The Domino Effect of Stress
All the stress and all that cortisol and adrenaline you trigger your adrenals to produce will interfere with how your thyroid functions. This can lead to fatigue, weight gain, and depression. It will interfere with how your liver functions and lead to allergies, joint pain, and headaches. It can disturb your digestive system and lead to bloating, indigestion, and other irritable bowel problems. It will interfere with the balance of your estrogen, progesterone, and testosterone and can lead to PMS, hot flashes, and reduced libido. It will decrease your immune capability, affect your blood sugar, and increase your risk of osteoporosis. The continued over-taxing of those adrenals is typically the first domino that falls.
The over- or under-production of both cortisol and adrenaline can negatively affect your health – not just your weight and energy levels. Infomercials would like us to believe that we all make too much cortisol and need to lower it, but that’s not true! I find that with more than half of the patients I work with, I find out that their cortisol and adrenaline production is too low, not too high. Therefore, taking a supplement that is designed to lower cortisol may be leading you down the wrong road.

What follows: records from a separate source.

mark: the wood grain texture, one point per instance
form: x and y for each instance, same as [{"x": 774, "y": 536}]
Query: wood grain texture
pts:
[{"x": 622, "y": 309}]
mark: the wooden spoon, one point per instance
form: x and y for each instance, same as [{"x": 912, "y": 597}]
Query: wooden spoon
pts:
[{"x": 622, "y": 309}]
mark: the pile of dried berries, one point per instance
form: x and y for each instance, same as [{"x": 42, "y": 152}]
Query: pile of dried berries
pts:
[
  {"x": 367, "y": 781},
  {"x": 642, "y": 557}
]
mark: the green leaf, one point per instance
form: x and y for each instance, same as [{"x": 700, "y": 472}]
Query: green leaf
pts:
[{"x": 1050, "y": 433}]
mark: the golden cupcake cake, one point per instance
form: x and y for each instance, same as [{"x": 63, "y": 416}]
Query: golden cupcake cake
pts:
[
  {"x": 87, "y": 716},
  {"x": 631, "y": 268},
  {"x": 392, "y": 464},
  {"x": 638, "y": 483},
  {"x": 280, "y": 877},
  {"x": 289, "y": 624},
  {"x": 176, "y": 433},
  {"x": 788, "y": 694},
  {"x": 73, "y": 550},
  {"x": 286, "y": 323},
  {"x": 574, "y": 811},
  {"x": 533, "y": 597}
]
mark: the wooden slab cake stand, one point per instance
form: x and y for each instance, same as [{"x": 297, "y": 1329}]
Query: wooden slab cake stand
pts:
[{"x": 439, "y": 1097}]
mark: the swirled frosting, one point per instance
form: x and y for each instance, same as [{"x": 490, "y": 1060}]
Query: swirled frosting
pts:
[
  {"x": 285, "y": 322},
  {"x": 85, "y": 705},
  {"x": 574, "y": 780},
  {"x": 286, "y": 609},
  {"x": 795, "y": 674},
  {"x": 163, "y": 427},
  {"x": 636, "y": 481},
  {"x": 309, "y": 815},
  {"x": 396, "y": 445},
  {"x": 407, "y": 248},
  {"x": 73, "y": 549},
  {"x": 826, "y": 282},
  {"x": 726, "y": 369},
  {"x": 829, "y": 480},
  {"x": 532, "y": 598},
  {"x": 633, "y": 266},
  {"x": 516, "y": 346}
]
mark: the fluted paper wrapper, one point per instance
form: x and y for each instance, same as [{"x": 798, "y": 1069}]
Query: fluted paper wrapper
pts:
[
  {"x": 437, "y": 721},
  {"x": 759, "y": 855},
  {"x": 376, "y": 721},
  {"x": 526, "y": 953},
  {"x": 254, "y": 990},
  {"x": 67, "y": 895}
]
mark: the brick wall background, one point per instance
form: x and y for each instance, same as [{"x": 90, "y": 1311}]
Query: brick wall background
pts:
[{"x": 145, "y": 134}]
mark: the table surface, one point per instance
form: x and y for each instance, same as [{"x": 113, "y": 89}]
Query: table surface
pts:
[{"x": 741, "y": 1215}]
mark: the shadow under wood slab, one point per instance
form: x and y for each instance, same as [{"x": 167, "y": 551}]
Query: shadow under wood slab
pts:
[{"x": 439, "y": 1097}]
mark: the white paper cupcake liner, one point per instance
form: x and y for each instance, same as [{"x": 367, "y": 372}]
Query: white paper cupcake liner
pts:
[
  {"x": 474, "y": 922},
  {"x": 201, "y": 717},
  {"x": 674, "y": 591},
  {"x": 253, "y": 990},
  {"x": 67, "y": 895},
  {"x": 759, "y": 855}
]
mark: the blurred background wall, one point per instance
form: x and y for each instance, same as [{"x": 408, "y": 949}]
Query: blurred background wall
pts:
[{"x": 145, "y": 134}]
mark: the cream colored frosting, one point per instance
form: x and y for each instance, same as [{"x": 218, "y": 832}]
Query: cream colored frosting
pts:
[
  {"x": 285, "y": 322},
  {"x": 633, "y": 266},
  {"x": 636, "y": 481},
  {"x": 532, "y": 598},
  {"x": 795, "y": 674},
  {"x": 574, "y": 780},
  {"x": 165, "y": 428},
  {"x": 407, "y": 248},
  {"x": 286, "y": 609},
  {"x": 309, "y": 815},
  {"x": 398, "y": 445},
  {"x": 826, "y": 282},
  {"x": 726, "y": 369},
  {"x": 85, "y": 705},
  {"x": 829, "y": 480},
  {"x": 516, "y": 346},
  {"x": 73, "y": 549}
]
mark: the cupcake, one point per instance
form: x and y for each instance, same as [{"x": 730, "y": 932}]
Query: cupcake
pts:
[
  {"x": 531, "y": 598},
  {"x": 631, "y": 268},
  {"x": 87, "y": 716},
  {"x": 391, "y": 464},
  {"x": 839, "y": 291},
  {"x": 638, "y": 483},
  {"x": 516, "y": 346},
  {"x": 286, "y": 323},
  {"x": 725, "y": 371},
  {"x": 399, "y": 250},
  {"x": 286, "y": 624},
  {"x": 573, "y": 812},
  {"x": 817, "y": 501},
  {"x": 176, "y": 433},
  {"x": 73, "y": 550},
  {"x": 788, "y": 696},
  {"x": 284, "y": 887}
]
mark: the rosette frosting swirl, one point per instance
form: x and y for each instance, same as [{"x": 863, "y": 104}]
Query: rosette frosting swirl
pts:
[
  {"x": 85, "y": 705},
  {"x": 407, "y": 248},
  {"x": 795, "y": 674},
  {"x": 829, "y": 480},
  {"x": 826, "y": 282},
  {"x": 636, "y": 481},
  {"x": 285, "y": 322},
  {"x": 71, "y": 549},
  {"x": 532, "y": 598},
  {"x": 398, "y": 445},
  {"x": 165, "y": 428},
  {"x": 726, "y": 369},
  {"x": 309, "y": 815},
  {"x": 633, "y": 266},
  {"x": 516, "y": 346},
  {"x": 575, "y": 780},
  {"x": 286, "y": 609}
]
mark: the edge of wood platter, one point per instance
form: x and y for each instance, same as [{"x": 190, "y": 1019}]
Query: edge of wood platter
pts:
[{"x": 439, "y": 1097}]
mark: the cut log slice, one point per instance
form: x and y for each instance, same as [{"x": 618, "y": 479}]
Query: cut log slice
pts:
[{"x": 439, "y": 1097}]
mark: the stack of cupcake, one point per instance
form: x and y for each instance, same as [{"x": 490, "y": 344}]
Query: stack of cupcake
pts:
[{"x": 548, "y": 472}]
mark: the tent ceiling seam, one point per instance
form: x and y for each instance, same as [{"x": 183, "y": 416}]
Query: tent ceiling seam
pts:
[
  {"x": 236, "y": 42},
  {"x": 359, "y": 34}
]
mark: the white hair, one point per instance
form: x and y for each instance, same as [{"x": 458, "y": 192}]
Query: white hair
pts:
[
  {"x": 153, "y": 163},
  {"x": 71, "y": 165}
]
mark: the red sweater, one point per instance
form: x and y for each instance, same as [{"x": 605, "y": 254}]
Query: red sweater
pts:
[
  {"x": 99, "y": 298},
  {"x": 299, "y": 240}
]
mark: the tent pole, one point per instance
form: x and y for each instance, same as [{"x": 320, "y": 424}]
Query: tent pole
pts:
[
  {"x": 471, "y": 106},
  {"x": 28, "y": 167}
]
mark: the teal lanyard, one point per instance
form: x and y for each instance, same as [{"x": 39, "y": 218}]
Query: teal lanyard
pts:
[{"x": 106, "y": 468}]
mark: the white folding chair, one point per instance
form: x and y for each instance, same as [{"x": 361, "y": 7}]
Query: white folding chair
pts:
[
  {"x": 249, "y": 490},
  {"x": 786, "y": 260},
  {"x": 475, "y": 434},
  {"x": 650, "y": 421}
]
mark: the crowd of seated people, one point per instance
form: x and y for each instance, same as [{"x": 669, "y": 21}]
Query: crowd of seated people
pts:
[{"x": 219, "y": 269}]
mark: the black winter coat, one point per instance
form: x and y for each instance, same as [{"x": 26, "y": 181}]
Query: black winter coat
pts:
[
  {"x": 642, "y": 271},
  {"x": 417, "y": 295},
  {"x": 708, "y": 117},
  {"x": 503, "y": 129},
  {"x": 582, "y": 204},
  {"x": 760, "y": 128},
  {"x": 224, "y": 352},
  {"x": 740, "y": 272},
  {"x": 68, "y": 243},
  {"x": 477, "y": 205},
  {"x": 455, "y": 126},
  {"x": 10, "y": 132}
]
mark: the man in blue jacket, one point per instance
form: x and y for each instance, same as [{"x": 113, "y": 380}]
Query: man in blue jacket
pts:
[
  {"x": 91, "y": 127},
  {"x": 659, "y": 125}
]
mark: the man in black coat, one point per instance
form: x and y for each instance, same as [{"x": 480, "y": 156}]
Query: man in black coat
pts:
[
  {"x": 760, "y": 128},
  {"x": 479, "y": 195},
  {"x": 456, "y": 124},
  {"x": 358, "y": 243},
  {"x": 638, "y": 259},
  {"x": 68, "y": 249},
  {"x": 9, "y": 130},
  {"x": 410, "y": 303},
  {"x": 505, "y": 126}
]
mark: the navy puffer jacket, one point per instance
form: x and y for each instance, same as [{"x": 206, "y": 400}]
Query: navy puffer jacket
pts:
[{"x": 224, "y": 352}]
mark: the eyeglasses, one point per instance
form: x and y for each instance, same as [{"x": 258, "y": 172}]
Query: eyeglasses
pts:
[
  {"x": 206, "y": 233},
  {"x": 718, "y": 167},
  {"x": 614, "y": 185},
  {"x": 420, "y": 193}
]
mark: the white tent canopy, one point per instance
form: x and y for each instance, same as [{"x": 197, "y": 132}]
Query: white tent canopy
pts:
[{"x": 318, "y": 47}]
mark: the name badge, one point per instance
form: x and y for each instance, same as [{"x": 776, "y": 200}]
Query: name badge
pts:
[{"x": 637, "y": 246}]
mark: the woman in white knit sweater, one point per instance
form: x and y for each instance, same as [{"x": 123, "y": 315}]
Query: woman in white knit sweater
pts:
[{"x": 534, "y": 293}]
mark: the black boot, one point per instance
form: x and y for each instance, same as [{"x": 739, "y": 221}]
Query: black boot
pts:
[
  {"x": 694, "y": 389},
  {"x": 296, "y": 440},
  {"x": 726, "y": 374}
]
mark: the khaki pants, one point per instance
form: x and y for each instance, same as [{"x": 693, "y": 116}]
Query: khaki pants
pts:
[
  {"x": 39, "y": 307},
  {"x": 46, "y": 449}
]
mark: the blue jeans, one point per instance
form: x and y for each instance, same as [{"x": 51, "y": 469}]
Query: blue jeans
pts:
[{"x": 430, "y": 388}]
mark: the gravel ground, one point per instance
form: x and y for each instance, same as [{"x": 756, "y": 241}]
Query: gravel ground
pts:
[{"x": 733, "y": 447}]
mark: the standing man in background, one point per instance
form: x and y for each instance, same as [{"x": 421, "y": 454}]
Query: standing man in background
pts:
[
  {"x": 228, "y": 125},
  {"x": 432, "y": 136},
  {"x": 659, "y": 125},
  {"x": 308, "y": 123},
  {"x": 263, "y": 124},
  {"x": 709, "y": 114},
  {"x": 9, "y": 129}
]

Secondly, if you suspect stress is part of your fatigue and weight gain problem, the last thing you want to be taking are any types of stimulants such as ma huang, ephedra, caffeine, guarana, kola, or bitter orange, a newer herb to hit the market and a cousin to ephedra. The reason you want to stay away from stimulants is because they have a further depleting effect on your adrenal glands.
Many of the so-called ‘cortisol lowering’ products that are being marketed are loaded with stimulants, which only further deplete your adrenals and will only keep you in that vicious cycle of fatigue, weight gain, and cravings. Sure you will get a boost of energy, but that energy is a result of a stimulant, not because your body is functioning the way the good Lord designed it to function.
Balancing Those Exhausted Adrenals
Overcoming the negative effects of stress on the body begins by nourishing and resting those depleted and exhausted adrenal glands. You do this by feeding your body the specific nutrients that are known to support the adrenal glands such as vitamin C and B, zinc, selenium, as well as various herbs including rhodiola, ashwagandha, cordyceps, and ginseng. These herbs are classified as adaptogens, meaning they balance and stabilize various hormones.
As far as resting your adrenal glands, this is done by lowering the stress in your life. Is it mental or emotional stress? How much of it is physical and chemical stress? Are you not getting enough sleep? Are you missing meals? Are you eating foods that throw your blood sugar all over the place? There are many different types of stress that can be affecting your health, so it’s important to identify where that stress is coming from. Balancing and supporting those exhausted adrenal glands is more than swallowing a handful of vitamins. It’s just as important to stop doing the things that have a negative impact on your health.